The diagnostic needs the gradient that lands on the input layer, which is off by default (the input never needs a gradient for ordinary training), so the report calls TNNet.EnableInputGradient once before the backward passes. The last-layer output error is the cross-entropy gradient softmax_output - one_hot(label) — exactly what TNNet.Backpropagate(target) produces.

What the report shows

For a labelled probe batch and a menu of epsilons it reports:

  • (a) top-1 accuracy at each eps as a degradation curve (eps=0 is the clean baseline — a built-in sanity check that it matches a plain evaluation pass);
  • (b) the per-sample critical epsilon (smallest eps that flips the prediction away from the clean argmax) as a 10-bin ASCII histogram, so the spread between fragile and robust inputs is visible;
  • (c) the mean clean-confidence (max softmax probability) of the samples that flip earliest vs those that survive longest — the high-confidence-yet-fragile failure mode;
  • (d) per-class top-1 accuracy at the median eps, so a class whose decision boundary sits unusually close to its inputs stands out;
  • (e) a one-line verdict robust / moderately fragile / fragile from the accuracy drop at the median eps.

The inspected network is frozen: deltas are cleared and UpdateWeights is never called, so the trained weights are never modified.

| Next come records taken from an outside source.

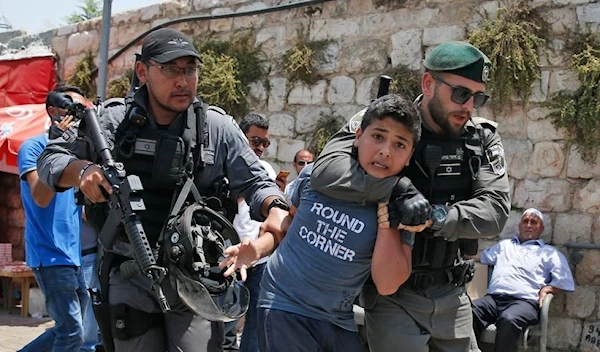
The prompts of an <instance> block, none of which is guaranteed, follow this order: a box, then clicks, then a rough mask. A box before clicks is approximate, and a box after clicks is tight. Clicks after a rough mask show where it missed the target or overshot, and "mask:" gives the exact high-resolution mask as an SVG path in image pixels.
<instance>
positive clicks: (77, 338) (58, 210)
mask: <svg viewBox="0 0 600 352" xmlns="http://www.w3.org/2000/svg"><path fill="white" fill-rule="evenodd" d="M55 93H60V94H65V95H66V96H68V97H69V98H70V99H72V100H74V101H78V102H82V103H83V102H85V98H83V96H82V95H81V94H80V93H78V92H77V89H76V88H74V87H73V88H68V87H67V88H64V87H63V89H59V90H58V91H57V92H55ZM49 97H50V95H49ZM53 104H55V103H54V102H53V101H52V99H50V98H48V99H46V110H47V111H48V115H50V118H51V119H52V122H53V128H51V129H50V131H49V133H50V137H51V138H52V137H54V138H55V137H57V133H61V130H64V131H67V130H68V129H69V127H70V126H71V125H72V123H71V117H67V118H65V119H64V120H61V119H60V116H64V115H65V110H64V109H59V108H58V107H57V106H55V105H53ZM65 133H68V132H65ZM47 143H48V134H43V135H40V136H37V137H33V138H30V139H28V140H26V141H25V142H24V143H23V144H22V145H21V148H20V149H19V156H18V164H19V174H20V177H21V199H22V201H23V207H24V208H25V218H26V223H25V254H26V261H27V265H28V266H29V267H30V268H31V269H32V271H33V274H34V276H35V280H36V281H37V283H38V285H39V286H40V289H41V290H42V293H43V294H44V298H45V302H46V309H47V310H48V313H49V314H50V317H51V318H52V319H54V321H55V325H54V327H53V328H51V329H48V330H47V331H46V332H44V333H43V334H42V335H40V336H39V337H38V338H36V339H35V340H34V341H32V342H31V343H29V344H28V345H27V346H25V347H24V348H23V349H22V350H21V351H25V352H29V351H35V352H39V351H50V350H52V351H55V352H57V351H71V352H76V351H79V349H80V348H81V346H82V343H83V316H84V314H85V306H86V305H87V303H88V294H87V291H86V289H87V286H86V284H85V280H84V276H83V271H82V270H81V268H80V267H81V245H80V238H79V236H80V223H81V207H79V206H77V204H75V194H74V190H73V189H70V190H67V191H65V192H62V193H54V192H53V191H52V190H51V189H50V188H48V187H47V186H45V185H44V184H43V183H42V182H41V181H40V179H39V177H38V173H37V165H36V163H37V158H38V156H39V155H40V154H42V151H43V150H44V148H45V147H46V144H47Z"/></svg>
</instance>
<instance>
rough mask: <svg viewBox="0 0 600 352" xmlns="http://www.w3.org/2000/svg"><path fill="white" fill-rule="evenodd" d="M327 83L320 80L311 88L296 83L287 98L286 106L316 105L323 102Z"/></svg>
mask: <svg viewBox="0 0 600 352" xmlns="http://www.w3.org/2000/svg"><path fill="white" fill-rule="evenodd" d="M326 89H327V81H324V80H321V81H318V82H317V83H315V84H314V85H312V86H309V85H307V84H305V83H303V82H296V83H295V84H294V87H293V88H292V90H291V91H290V94H289V96H288V104H303V105H317V104H322V103H323V102H325V91H326Z"/></svg>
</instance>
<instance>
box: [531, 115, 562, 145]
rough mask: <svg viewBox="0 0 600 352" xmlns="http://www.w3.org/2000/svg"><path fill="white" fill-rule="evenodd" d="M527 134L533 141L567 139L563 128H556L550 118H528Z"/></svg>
mask: <svg viewBox="0 0 600 352" xmlns="http://www.w3.org/2000/svg"><path fill="white" fill-rule="evenodd" d="M527 136H528V137H529V139H530V140H531V141H532V142H533V143H535V142H540V141H556V140H565V139H567V131H566V130H565V129H564V128H559V129H558V130H557V129H556V127H554V125H553V124H552V120H550V119H543V120H534V121H531V120H530V121H527Z"/></svg>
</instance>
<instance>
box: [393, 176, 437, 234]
mask: <svg viewBox="0 0 600 352" xmlns="http://www.w3.org/2000/svg"><path fill="white" fill-rule="evenodd" d="M431 210H432V207H431V205H430V204H429V201H428V200H427V199H425V197H424V196H423V195H422V194H421V193H420V192H419V191H418V190H417V189H416V188H415V186H414V185H413V184H412V182H410V180H409V179H408V178H407V177H402V178H401V179H400V181H398V183H397V184H396V185H395V186H394V190H393V191H392V196H391V197H390V201H389V203H388V214H389V222H390V227H398V225H404V226H418V227H419V228H420V229H421V230H420V231H422V230H424V229H425V227H426V226H429V225H430V222H431V221H430V219H431ZM401 228H402V227H401ZM420 231H418V232H420Z"/></svg>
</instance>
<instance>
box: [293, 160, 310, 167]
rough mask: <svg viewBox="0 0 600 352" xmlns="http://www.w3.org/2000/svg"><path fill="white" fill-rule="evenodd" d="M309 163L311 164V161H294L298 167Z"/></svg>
mask: <svg viewBox="0 0 600 352" xmlns="http://www.w3.org/2000/svg"><path fill="white" fill-rule="evenodd" d="M310 163H312V161H306V160H298V161H296V164H297V165H300V166H305V165H306V164H310Z"/></svg>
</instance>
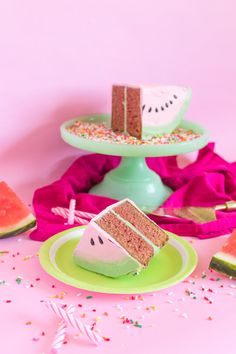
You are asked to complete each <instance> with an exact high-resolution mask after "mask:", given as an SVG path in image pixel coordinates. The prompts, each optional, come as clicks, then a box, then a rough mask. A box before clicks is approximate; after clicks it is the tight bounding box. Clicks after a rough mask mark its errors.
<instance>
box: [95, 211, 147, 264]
mask: <svg viewBox="0 0 236 354" xmlns="http://www.w3.org/2000/svg"><path fill="white" fill-rule="evenodd" d="M95 223H96V224H98V225H99V226H100V227H101V228H102V229H103V230H104V231H106V232H107V233H108V234H110V235H111V237H113V238H114V239H115V240H116V241H118V242H119V244H120V245H121V246H122V247H124V248H125V249H126V251H127V252H128V253H129V254H130V255H131V256H132V257H133V258H135V259H137V260H138V261H139V262H140V263H141V264H142V265H144V266H147V265H148V263H149V260H150V259H151V257H152V256H153V255H154V250H153V247H152V246H151V245H149V244H148V243H147V242H146V241H145V240H144V239H143V238H142V236H140V235H139V234H138V233H137V232H135V231H134V230H132V229H131V228H130V227H129V226H128V225H126V224H125V223H124V222H123V221H122V220H120V219H119V218H117V217H116V216H115V215H114V214H112V213H111V212H109V211H108V212H107V213H106V214H104V215H102V216H101V217H100V218H98V219H96V220H95Z"/></svg>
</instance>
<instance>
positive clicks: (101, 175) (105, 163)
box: [30, 143, 236, 241]
mask: <svg viewBox="0 0 236 354" xmlns="http://www.w3.org/2000/svg"><path fill="white" fill-rule="evenodd" d="M119 162H120V157H115V156H108V155H98V154H91V155H86V156H82V157H80V158H79V159H77V160H76V161H75V162H74V163H73V164H72V165H71V167H69V169H68V170H67V171H66V172H65V174H64V175H63V176H62V177H61V179H60V180H58V181H56V182H54V183H52V184H51V185H48V186H46V187H43V188H40V189H38V190H36V191H35V193H34V198H33V206H34V210H35V213H36V217H37V222H38V227H37V229H36V230H34V231H33V232H32V233H31V235H30V237H31V238H32V239H34V240H39V241H44V240H46V239H47V238H49V237H50V236H52V235H54V234H55V233H57V232H59V231H62V230H65V229H67V228H69V227H71V226H69V225H65V224H64V223H65V219H63V218H62V217H60V216H55V215H54V214H52V212H51V208H52V207H57V206H60V207H64V208H68V207H69V201H70V199H71V198H75V199H76V202H77V203H76V208H77V209H79V210H82V211H88V212H91V213H99V212H100V211H101V210H103V209H104V208H105V207H107V206H108V205H110V204H112V203H114V200H113V199H109V198H106V197H99V196H94V195H91V194H88V190H89V189H90V188H91V187H92V186H93V185H95V184H97V183H99V182H100V181H101V180H102V179H103V177H104V175H105V174H106V173H107V172H108V171H110V170H111V169H113V168H115V167H116V166H117V165H118V164H119ZM147 164H148V166H149V167H150V168H151V169H152V170H153V171H156V172H157V173H159V174H160V176H161V177H162V179H163V182H164V183H165V184H166V185H168V186H169V187H171V188H172V189H173V190H174V193H173V194H172V195H171V196H170V198H169V199H168V200H167V201H166V202H165V203H164V205H165V206H168V207H181V206H214V205H216V204H221V203H224V202H226V201H229V200H236V163H228V162H227V161H225V160H224V159H223V158H221V157H220V156H219V155H217V154H216V153H215V152H214V144H213V143H210V144H208V146H206V147H205V148H203V149H202V150H200V151H199V155H198V158H197V160H196V162H194V163H192V164H191V165H188V166H187V167H185V168H183V169H180V168H179V167H178V165H177V161H176V157H175V156H171V157H162V158H154V157H151V158H147ZM152 219H153V220H154V221H155V222H157V223H158V224H159V225H160V226H161V227H163V228H164V229H166V230H169V231H171V232H174V233H176V234H178V235H182V236H198V237H199V238H209V237H215V236H218V235H222V234H226V233H229V232H231V231H232V229H233V228H235V227H236V212H228V213H226V212H217V220H216V221H212V222H208V223H205V224H196V223H194V222H192V221H189V220H181V221H179V220H173V219H172V221H169V220H168V222H167V219H166V218H160V217H154V216H152ZM75 225H76V226H77V225H79V224H75Z"/></svg>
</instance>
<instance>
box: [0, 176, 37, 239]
mask: <svg viewBox="0 0 236 354" xmlns="http://www.w3.org/2000/svg"><path fill="white" fill-rule="evenodd" d="M35 225H36V219H35V217H34V215H33V214H32V213H31V211H30V210H29V208H28V207H27V206H26V205H25V203H23V202H22V200H20V198H19V197H18V196H17V195H16V193H15V192H14V191H13V190H12V189H11V188H10V187H9V186H8V184H7V183H6V182H3V181H0V238H3V237H9V236H16V235H18V234H20V233H23V232H25V231H27V230H30V229H32V228H33V227H34V226H35Z"/></svg>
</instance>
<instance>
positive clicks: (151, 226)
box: [74, 199, 168, 278]
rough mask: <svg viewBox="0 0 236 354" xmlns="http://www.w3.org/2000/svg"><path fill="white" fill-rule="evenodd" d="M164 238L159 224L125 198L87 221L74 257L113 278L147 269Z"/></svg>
mask: <svg viewBox="0 0 236 354" xmlns="http://www.w3.org/2000/svg"><path fill="white" fill-rule="evenodd" d="M167 240H168V236H167V234H166V233H165V232H164V231H163V230H162V229H161V228H160V227H159V226H157V225H156V224H155V223H154V222H153V221H152V220H151V219H149V218H148V217H147V216H146V215H145V214H144V213H143V212H142V211H141V210H140V209H139V208H137V206H136V205H135V204H134V203H133V202H132V201H131V200H129V199H124V200H122V201H120V202H118V203H115V204H113V205H111V206H109V207H108V208H106V209H105V210H103V211H102V212H101V213H100V214H98V215H97V216H96V217H95V218H93V219H92V220H91V221H90V223H89V225H88V226H87V228H86V229H85V232H84V234H83V236H82V238H81V240H80V242H79V243H78V245H77V247H76V249H75V251H74V259H75V262H76V264H77V265H79V266H81V267H82V268H85V269H88V270H90V271H93V272H96V273H101V274H104V275H106V276H110V277H114V278H115V277H119V276H121V275H125V274H128V273H137V272H138V271H139V270H141V269H142V268H146V267H147V266H148V264H149V262H150V260H151V259H152V257H153V256H154V255H155V254H156V253H157V252H158V251H159V250H160V248H161V247H163V246H164V245H165V243H166V241H167Z"/></svg>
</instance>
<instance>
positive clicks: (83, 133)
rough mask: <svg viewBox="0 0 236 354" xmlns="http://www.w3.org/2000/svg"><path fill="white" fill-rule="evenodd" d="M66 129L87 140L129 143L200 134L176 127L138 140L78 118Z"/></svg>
mask: <svg viewBox="0 0 236 354" xmlns="http://www.w3.org/2000/svg"><path fill="white" fill-rule="evenodd" d="M67 130H68V131H69V132H70V133H71V134H74V135H77V136H78V137H80V138H84V139H88V140H94V141H100V142H107V143H113V144H114V143H116V144H129V145H163V144H176V143H182V142H185V141H190V140H194V139H197V138H199V137H200V136H201V135H200V134H197V133H194V132H193V131H192V130H186V129H183V128H177V129H175V130H174V131H173V133H171V134H163V135H161V134H158V135H156V136H153V137H152V138H150V139H147V140H139V139H137V138H135V137H133V136H131V135H126V134H124V133H118V132H114V131H113V130H112V129H111V128H109V127H108V126H107V125H106V124H104V123H101V124H95V123H89V122H81V121H79V120H78V121H76V122H75V123H74V124H73V125H71V126H69V127H68V128H67Z"/></svg>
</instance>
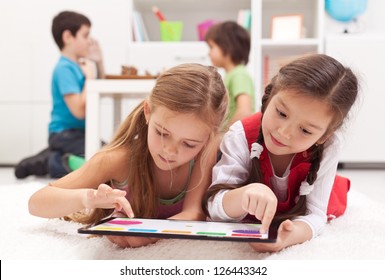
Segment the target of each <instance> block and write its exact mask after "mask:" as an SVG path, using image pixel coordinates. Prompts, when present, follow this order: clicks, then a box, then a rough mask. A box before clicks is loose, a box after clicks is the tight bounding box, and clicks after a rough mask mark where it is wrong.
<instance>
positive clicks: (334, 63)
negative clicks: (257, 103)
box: [203, 54, 358, 223]
mask: <svg viewBox="0 0 385 280" xmlns="http://www.w3.org/2000/svg"><path fill="white" fill-rule="evenodd" d="M283 90H285V91H290V92H293V91H294V92H296V93H297V94H302V95H306V96H311V97H313V98H316V99H318V100H322V101H323V102H325V103H326V104H328V105H329V106H330V112H332V113H333V118H332V121H331V123H330V125H329V127H328V130H327V131H326V133H325V135H328V134H329V133H331V132H333V131H335V130H336V129H338V128H339V127H340V126H341V125H342V124H343V121H344V120H345V119H346V117H347V115H348V113H349V111H350V109H351V107H352V105H353V104H354V102H355V100H356V98H357V94H358V81H357V78H356V76H355V75H354V73H353V72H352V71H351V70H350V69H349V68H347V67H344V66H343V65H342V64H341V63H339V62H338V61H337V60H335V59H334V58H332V57H330V56H327V55H323V54H315V55H308V56H304V57H301V58H299V59H297V60H294V61H292V62H291V63H289V64H287V65H286V66H283V67H282V68H281V69H280V70H279V72H278V74H277V75H276V76H275V77H274V78H273V79H272V80H271V82H270V84H268V85H267V86H266V88H265V93H264V95H263V97H262V108H261V111H262V117H263V113H264V112H265V110H266V108H267V106H268V104H269V102H270V100H271V99H272V97H273V96H274V95H275V94H277V93H278V92H280V91H283ZM257 142H258V143H259V144H263V142H264V140H263V133H262V126H261V128H260V132H259V136H258V139H257ZM323 149H324V148H323V144H319V145H313V146H312V147H311V148H310V163H311V166H310V170H309V173H308V175H307V178H306V180H307V182H308V183H309V184H310V185H312V184H313V183H314V182H315V180H316V179H317V172H318V169H319V167H320V162H321V159H322V154H323ZM253 182H257V183H263V176H262V173H261V169H260V164H259V159H257V158H254V159H253V160H252V169H251V171H250V174H249V178H248V179H247V181H246V182H244V183H243V184H240V185H226V184H218V185H214V186H211V187H210V189H209V190H208V192H207V193H206V195H205V197H204V201H203V209H204V210H205V212H206V214H207V215H208V214H209V213H208V211H207V202H208V200H209V199H210V197H212V196H213V195H215V194H216V193H217V192H218V191H219V190H221V189H234V188H238V187H241V186H245V185H247V184H249V183H253ZM306 213H307V208H306V196H305V195H302V196H300V198H299V200H298V202H297V203H296V205H295V206H294V207H293V208H292V209H291V210H290V211H289V212H287V213H278V215H276V217H275V222H277V223H279V222H281V221H283V220H285V219H288V218H292V217H295V216H298V215H304V214H306Z"/></svg>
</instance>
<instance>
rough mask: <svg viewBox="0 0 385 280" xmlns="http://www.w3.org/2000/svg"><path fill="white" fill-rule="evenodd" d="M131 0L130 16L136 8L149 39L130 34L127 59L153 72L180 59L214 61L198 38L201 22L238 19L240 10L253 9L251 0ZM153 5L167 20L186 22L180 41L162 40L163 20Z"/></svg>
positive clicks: (147, 69) (143, 70)
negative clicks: (152, 7)
mask: <svg viewBox="0 0 385 280" xmlns="http://www.w3.org/2000/svg"><path fill="white" fill-rule="evenodd" d="M130 3H131V11H130V13H131V18H133V13H134V11H135V12H138V13H139V14H140V15H141V17H142V20H143V23H144V26H145V29H146V31H147V34H148V38H149V40H148V41H142V42H137V41H135V40H134V39H133V38H134V36H133V34H131V35H132V36H131V41H130V42H129V44H128V47H127V56H126V63H127V64H128V65H130V66H134V67H136V68H138V70H139V71H141V72H144V71H148V72H150V73H152V74H157V73H159V72H161V71H162V70H164V69H165V68H169V67H172V66H175V65H177V64H181V63H188V62H195V63H201V64H205V65H211V62H210V58H209V56H208V52H209V49H208V46H207V44H206V42H204V41H199V36H198V29H197V26H198V24H199V23H201V22H203V21H206V20H214V21H216V22H220V21H226V20H234V21H236V20H237V16H238V11H239V10H241V9H248V10H251V0H237V1H229V0H210V1H201V0H179V1H175V0H131V1H130ZM153 6H157V7H158V8H159V9H160V10H161V12H162V14H163V15H164V16H165V18H166V20H168V21H182V22H183V31H182V37H181V40H180V41H178V42H164V41H161V36H160V21H159V20H158V18H157V17H156V15H155V14H154V13H153V11H152V7H153ZM132 23H133V21H131V24H132ZM131 29H132V28H131ZM131 31H132V30H131Z"/></svg>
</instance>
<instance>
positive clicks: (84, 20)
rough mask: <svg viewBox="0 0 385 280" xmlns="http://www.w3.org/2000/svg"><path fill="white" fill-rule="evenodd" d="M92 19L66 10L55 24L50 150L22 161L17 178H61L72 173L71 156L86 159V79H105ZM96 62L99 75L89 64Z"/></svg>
mask: <svg viewBox="0 0 385 280" xmlns="http://www.w3.org/2000/svg"><path fill="white" fill-rule="evenodd" d="M90 28H91V22H90V20H89V19H88V18H87V17H86V16H84V15H82V14H79V13H76V12H71V11H64V12H61V13H59V14H58V15H57V16H56V17H55V18H54V19H53V22H52V35H53V37H54V40H55V42H56V44H57V46H58V47H59V49H60V52H61V57H60V58H59V61H58V62H57V64H56V66H55V69H54V71H53V75H52V110H51V121H50V123H49V138H48V144H49V147H48V148H47V149H45V150H43V151H41V152H40V153H38V154H37V155H35V156H32V157H29V158H26V159H24V160H22V161H21V162H20V163H19V164H18V165H17V166H16V168H15V176H16V177H17V178H25V177H27V176H29V175H38V176H42V175H46V174H47V173H48V174H49V175H50V176H51V177H53V178H59V177H62V176H64V175H66V174H67V173H69V172H70V169H69V168H68V155H76V156H84V149H85V111H86V92H85V83H86V81H87V79H91V78H94V77H95V76H96V77H97V78H103V77H104V67H103V59H102V55H101V51H100V48H99V45H98V43H97V42H96V41H95V40H93V39H92V38H91V37H90V36H89V34H90ZM90 60H91V61H94V62H95V64H96V69H97V73H96V75H95V73H93V72H94V69H95V67H93V66H92V64H91V63H90Z"/></svg>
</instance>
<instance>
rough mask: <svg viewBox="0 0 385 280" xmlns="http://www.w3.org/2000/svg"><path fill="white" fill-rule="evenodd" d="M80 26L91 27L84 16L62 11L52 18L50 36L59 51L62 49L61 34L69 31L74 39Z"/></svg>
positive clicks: (62, 44) (89, 22) (80, 26)
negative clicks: (50, 35)
mask: <svg viewBox="0 0 385 280" xmlns="http://www.w3.org/2000/svg"><path fill="white" fill-rule="evenodd" d="M82 25H86V26H91V21H90V20H89V19H88V18H87V17H86V16H84V15H82V14H79V13H76V12H71V11H63V12H61V13H59V14H58V15H57V16H55V17H54V19H53V21H52V35H53V38H54V40H55V42H56V45H57V46H58V47H59V49H60V50H62V49H63V48H64V42H63V32H64V31H66V30H69V31H70V32H71V34H72V36H74V37H75V36H76V33H77V32H78V30H79V29H80V27H81V26H82Z"/></svg>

This is an evaluation of robustness, not adversarial training.

AdversarialRobustnessReport is distinct from SaliencyReport (per-sample input attribution — where the model looks, not how far an input can be pushed), EquivarianceReport (fixed symmetry transforms — invariance, not worst-case accuracy), LayerSensitivityReport (jitters weights, not inputs) and DecisionBoundaryReport (renders the 2-D learned function over a grid).

What this demo shows

On a synthetic 3-class 2-D problem (three Gaussian blobs) it trains a small FC -> FC -> SoftMax classifier, then runs the report over a small labelled probe batch. For contrast it trains a second model with input-noise augmentation (Gaussian jitter on every training input — a cheap robustness regulariser) and runs the report again; its degradation curve should fall off more slowly, the eyeballable expected effect.

Build & run

cd examples/AdversarialRobustness
lazbuild AdversarialRobustness.lpi
../../bin/x86_64-linux/bin/AdversarialRobustness

Pure CPU, no dataset download. Total runtime is well under a minute.